Energizer Hard Case Swivel: Model #288212 $34.97
Energizer Hard Case Inspection: Model #288211 $ 14.97 


*Energizer Hard Case Inspection*

*FUNCTION*
The light has one level of output. It has a side reverse clickie switch which is pretty stiff and may be hard to click for some (elderly). 

*OUTPUT*
The output of this light is pretty nice for a under $15 light purchased from a retail store. The beam is rather odd since the head of the light obstructs part of the spill so it isn't a complete circle. This doesn't bother me in real world use but I thought it should be mentioned. Here are some readings I took with my Lux meter:

250 Lux, 12.4 Spill, 1.6 Overall

Here is a beamshot which looks pretty much just like what I see in real life.






*SIZE/WEIGHT*
The light is rather small compared to the average light but larger than most 2AAA lights since it has a rugged overbuilt body. It weighs in at 2.6oz or 75 grams. Here is a pic compared to the Maglite Minimag.





*PACKAGING*
Here is a pic of the packaging if you are looking for it at your local Lowes.

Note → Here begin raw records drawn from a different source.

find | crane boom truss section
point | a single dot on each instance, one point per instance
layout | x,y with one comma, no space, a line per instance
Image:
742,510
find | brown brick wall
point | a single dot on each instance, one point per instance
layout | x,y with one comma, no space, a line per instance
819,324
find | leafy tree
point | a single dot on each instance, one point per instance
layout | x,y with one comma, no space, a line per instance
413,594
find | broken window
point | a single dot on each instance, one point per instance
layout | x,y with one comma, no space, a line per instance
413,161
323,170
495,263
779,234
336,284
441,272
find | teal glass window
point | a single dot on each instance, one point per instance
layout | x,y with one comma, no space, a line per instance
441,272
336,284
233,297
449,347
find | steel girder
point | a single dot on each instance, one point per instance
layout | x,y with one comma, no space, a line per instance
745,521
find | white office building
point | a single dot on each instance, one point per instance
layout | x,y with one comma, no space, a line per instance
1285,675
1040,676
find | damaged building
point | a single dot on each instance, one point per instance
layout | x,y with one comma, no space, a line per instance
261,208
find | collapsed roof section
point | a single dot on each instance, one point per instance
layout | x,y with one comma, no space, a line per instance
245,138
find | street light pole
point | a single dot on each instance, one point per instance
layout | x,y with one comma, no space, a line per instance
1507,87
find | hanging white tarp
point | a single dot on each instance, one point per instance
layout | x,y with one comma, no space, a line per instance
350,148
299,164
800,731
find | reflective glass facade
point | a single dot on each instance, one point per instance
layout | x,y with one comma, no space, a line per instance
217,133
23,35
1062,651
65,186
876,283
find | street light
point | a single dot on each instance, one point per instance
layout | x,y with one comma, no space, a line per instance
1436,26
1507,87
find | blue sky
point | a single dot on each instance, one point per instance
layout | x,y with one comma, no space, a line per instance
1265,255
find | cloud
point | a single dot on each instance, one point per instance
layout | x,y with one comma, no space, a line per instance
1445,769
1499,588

*ENERGIZER HARD CASE 4 LED SWIVEL LIGHT*

*FUNCTION*
This light pretty damn hi tech! It has two reverse clickie switches on the side of the light.
The switch closest to the head is for the red and green LED's. The first click turns on the two red LED's and the second click turns the red LED's off and turns the green LED on. 
The other switch if for the main beam. The first click turns it on in its high setting. If you click the switch again it goes to the low setting. This light uses a Cree LED (as does the Inspection light) which is pretty bright for an average retail store light.

*OUTPUT*
The output of the main beam on high is pretty good, but it still rather dim for a light using the Cree emitter. Here are some readings I took with my Lux meter:

Main High:
1,700 Lux, 193 Overall 
Main Low:
640 Lux, 82 Overall 
Red LED:
21 Overall
Green LED: 
9 Overall 

Here are some beamshots of the light in all modes. First is main high, second is main low, third is red, fourth is green. 




















*SIZE/WEIGHT*
For a 2AA light this light is very large. Mostly due to the fact that they made it very rugged with the clip and the two side clickies add quite a bit of length. It weighs in at 8.3oz or 237 grams. Here is a pic compared to the Maglite Minimag.





*PACKAGING*
Here is a pic of the packaging if you are looking for it at your local Lowes. 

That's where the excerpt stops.